EghtesadOnline: In the present conditions allowing private companies to get involved electricity export will deprive the Energy Ministry of crucial forex revenue, the energy minister said.
“Selling power to neighbors is the only source of foreign currency revenue for the state-run Iran Power Generation, Transmission and Distribution Management Company (Tavanir). Entry of private power producers in this domain at this juncture does not make economic sense,” Reza Ardakanian was quoted as saying by Mehr News Agency.
Due to inexpensive power tariffs, Tavanir has long been grappling with economic problems and letting private companies to sell electricity to foreign customers will aggravate the ongoing financial crisis, he stressed.

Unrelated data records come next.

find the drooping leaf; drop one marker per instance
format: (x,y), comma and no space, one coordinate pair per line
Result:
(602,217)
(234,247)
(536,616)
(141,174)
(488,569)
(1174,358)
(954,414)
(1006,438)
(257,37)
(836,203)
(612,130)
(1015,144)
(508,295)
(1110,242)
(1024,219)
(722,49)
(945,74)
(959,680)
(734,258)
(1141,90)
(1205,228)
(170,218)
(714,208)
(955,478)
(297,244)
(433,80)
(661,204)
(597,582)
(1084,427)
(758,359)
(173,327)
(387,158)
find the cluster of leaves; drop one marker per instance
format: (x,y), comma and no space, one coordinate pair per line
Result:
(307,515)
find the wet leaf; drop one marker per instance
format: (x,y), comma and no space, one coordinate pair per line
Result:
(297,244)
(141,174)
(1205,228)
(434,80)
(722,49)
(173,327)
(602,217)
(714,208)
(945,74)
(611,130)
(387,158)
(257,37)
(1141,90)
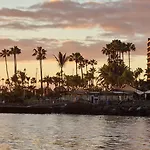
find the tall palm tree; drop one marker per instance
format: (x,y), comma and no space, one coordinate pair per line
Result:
(61,59)
(81,65)
(40,54)
(86,62)
(130,47)
(5,53)
(75,57)
(48,80)
(15,51)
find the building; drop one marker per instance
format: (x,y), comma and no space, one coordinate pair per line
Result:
(148,60)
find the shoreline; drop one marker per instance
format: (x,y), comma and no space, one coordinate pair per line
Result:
(140,108)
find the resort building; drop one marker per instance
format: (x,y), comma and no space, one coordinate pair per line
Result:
(148,60)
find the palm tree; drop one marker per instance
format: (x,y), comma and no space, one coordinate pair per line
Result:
(15,51)
(81,65)
(40,54)
(75,57)
(5,53)
(48,80)
(86,62)
(130,47)
(61,59)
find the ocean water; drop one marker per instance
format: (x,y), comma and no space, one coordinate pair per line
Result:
(73,132)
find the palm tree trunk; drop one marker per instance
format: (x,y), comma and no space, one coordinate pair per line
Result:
(86,68)
(123,56)
(61,76)
(15,64)
(41,72)
(82,73)
(129,58)
(6,68)
(76,68)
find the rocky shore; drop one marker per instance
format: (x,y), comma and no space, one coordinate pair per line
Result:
(128,108)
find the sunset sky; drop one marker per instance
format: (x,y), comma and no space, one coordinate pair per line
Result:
(69,26)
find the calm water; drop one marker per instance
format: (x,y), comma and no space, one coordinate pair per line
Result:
(74,132)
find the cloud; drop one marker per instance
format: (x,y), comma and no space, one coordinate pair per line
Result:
(124,17)
(53,46)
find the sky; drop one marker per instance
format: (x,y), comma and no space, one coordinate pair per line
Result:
(69,26)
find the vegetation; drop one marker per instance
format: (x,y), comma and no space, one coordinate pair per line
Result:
(113,74)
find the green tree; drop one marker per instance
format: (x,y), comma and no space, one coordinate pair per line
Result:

“Tavanir’s forex revenues are divided among several subsidiaries. Dominance of the private sector in such a key sector will cause the income to be distributed among a few private power producers that would be to the detriment of the ministry.”
Revenue from electricity export to Iraq, Pakistan and Afghanistan reached $60 million in 2018.

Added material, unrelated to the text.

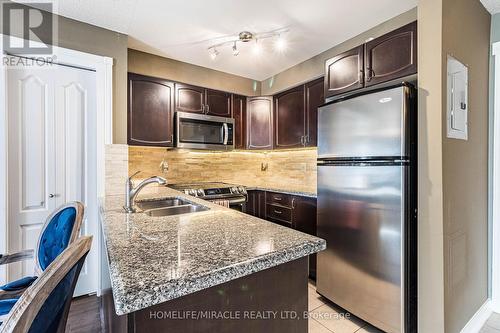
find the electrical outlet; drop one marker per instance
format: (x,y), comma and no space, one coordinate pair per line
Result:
(164,166)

Although electricity export tariffs vary and are based on a variety of factors namely fuel prices in the Persian Gulf region, power can be sold for at least 11 cents per kilowatt hour in international markets. The same in the domestic market barely makes 1.5 cents.
Tavanir is in charge of purchasing electricity from power plants and private companies are obliged to sell only to the state giant.
To further justify his view, Ardakanian said the power sector in Iraq, Pakistan and Afghanistan are the monopoly of governments and “they are keener to sign contracts with Tavanir rather than private firms.”
He did not elaborate. It is obvious that when a country like Iraq is unable or unwilling to settle its whopping debts to Iran Tavanir continues to export. However, private firms have their own business rules and cannot be as generous as a state company even if they wanted to.
Unless power prices increase Tavanir problems will persist and possibly get worse, the minister warned. Due to the huge gap between real energy costs and what consumers pay, the government must annually pay $1 billion in subsidies to plug the huge gap in real energy costs and the bills sent to consumers.
Power generation in Iran costs at least 3 cents per kilowatt-hour but consumers are charged less than 1 cent per kWh.
“The experience of countries like Turkey shows that the only way to convince subscribers to use power wisely is to revise pricing structures and obliging heavy consumers to pay real prices that include the cost for power generation, dispatch and transmission.”
Contrary to what the minister says about the need for Tavanir’s monopoly on selling power, advocates of free enterprise like Alireza Kafshkanan argue that so long as electricity is sold only by the Energy Ministry, the power sector will not flourish as it deserves due to the reluctance of private firms to get involved in mega projects.
“Unless the private sector breaks the absolute monopoly over electricity export and the ministry allows space for private companies, the industry will not improve.”
Recalling Iran's ability to emerge as a regional electricity export hub with its impressive infrastructure and skilled workforce, Kafshkanan says, "Iran's 10-year track record in electricity deals [export and swap contracts] with neighbors, namely Pakistan, Afghanistan and Iraq, is commendable. It is strange that no plans have been made to transform the country into a regional hub.”
One major reason behind the monopolies is the steep increase in foreign exchange rates. Currency rates have surged in Iran as a permanent faultline of the sanction-plagued economy. The dollar fetched 260,000 rials on Monday. Last year it was near 150,000 rials. In the summer of 2013 when President Hassan Rouhani took office the greenback was not worth more than 36,000 rials.